Scientists at CERN announced today that they had found the Higgs-Boson particle, otherwise known as the 'God particle'. The discovery heralds a major breakthrough in particle physics. It proves another part of the Standard Model to be correct and lays bare, forever, another of the universes deepest secrets. Yet when they found it, the Higgs-Boson was not quite what they had been expecting.

'We were looking for a scatter pattern of subatomic matter that would prove the presence of the Higgs-Boson, we didn't expect to detect the actually particle itself since we had believed that would be impossible.' Said Dorky Pimplekopf, one of the team leaders at CERN. 'So none of us could quite believe it when we saw, or rather heard, the Higgs-Boson itself. It was a very small voice saying '-ness'. It turns out that we were looking for the wrong type of 'particle' all along.
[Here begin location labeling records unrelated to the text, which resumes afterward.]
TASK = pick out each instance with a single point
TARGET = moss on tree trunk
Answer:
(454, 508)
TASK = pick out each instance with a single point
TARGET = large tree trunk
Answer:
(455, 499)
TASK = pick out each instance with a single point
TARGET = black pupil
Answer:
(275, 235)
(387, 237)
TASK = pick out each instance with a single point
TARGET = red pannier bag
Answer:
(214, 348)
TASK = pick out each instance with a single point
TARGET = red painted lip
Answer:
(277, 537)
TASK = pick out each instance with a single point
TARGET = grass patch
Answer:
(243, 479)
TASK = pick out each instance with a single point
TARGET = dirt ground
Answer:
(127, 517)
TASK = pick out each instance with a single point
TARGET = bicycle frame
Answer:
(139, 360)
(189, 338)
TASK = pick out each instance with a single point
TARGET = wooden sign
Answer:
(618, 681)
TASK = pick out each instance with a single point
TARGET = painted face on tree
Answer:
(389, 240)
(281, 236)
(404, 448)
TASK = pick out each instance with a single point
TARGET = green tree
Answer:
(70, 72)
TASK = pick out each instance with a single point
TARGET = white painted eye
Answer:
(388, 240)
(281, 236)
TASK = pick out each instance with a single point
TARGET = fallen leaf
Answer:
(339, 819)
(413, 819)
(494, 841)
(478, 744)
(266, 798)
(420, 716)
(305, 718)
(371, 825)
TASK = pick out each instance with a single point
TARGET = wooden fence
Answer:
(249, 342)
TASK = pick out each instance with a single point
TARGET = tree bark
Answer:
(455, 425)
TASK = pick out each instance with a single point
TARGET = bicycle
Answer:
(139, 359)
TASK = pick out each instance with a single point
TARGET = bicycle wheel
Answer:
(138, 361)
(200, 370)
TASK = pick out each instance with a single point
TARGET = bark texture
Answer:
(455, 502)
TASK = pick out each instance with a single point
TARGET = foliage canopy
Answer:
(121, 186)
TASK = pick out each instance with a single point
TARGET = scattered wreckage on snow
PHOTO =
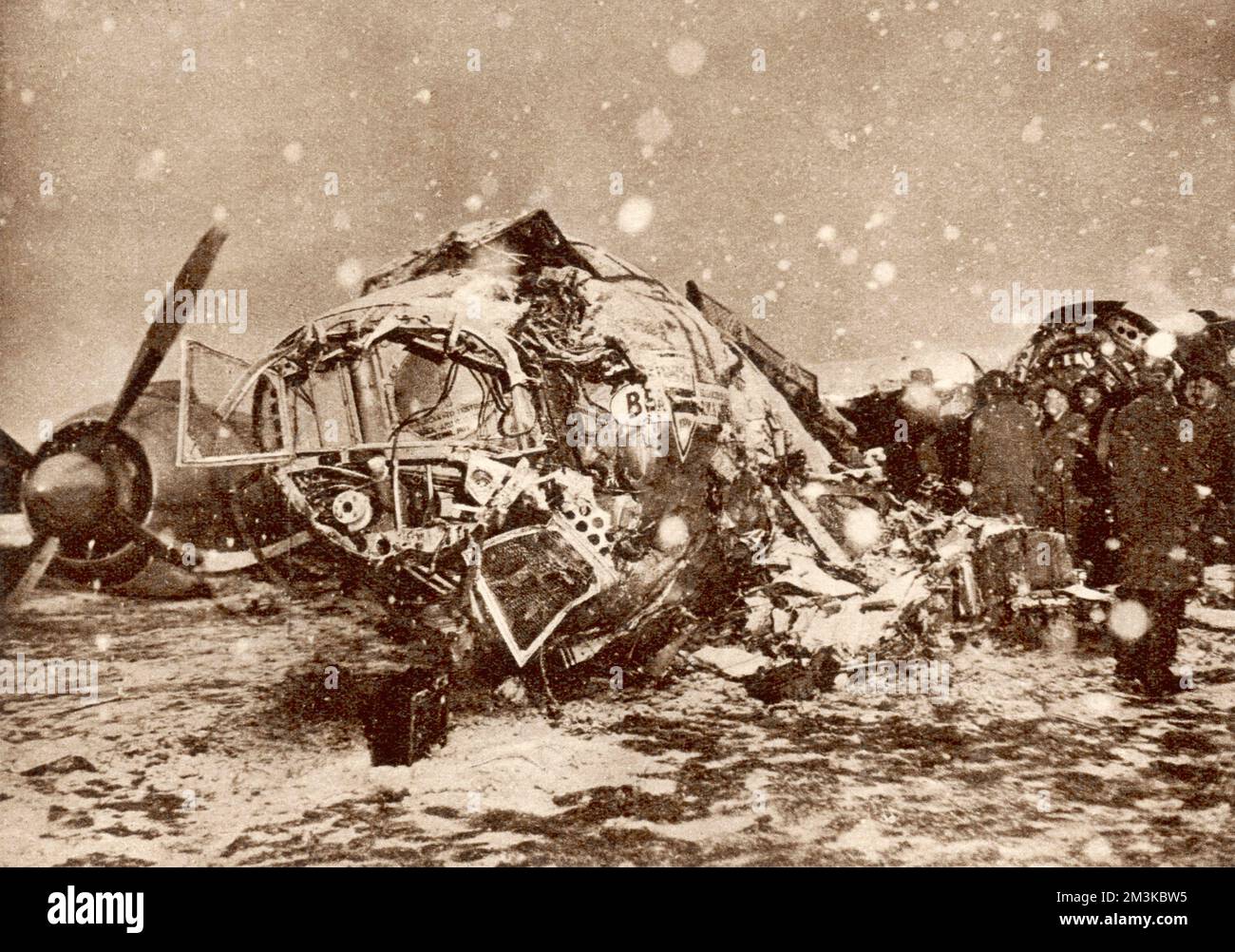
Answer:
(542, 457)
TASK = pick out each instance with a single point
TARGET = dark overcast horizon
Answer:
(749, 181)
What actually underlies and gives weight to all matter is a very small, a subatomic, grammatical particle of the English language: '-ness'.'

When asked what the voice, presumably that of God's written into the very being of the universe, sounded like Dorky answered, 'It's hard to explain. You must understand that our microphones are incredibly sensitive and it is a sound quieter that anything any man, or creature, could ever hear. It was not a man's voice, or a woman's, or a child's. The only thing it reminded me of was when I was a boy and was playing one day at trying to reverse the Schrondinger equation. I had found a small black box and had rammed it down my pet cat's throat, in the hope the box would come out yellow. The sound the cat made as it died was reminiscent of the voice of God I heard today.'

For centuries' the scientific explanation of the world has been moving further away from normal language into the realm of pure mathematics. Now they found themselves confronted with a word, or a piece of a word. The irony has not been lost on linguists around the world. The world Dictionary Editors Union released a statement saying they were not surprised these arrogant scientific bastards had wasted billions of pounds to discover something they had known for years, 'that the answers to life's great problems lie in language and not at the bottom of a Swiss pit.'

Early speculation as to what the discovery means have been rife. With the scientists baffled by a finding that does not compute, interpretation has been sought from linguists. They suggest that it makes a lot of sense that the particle '-ness' would give ultimate mass to all existence. After all, when it is affixed to a word it gives you the essence of that word. The essence of good is goodness and by extension the essence of table might be seen as 'tableness' and life as 'lifeness'.

The linguists have suggested that the next step to understanding the universe, now the God particle has been found, is to work out what the 'God inflection' is. Then we could finally solve the problem of time and relativity by working out whether the universe exists in the past, present, future or, as many suspect, some awful sort of past-continuous.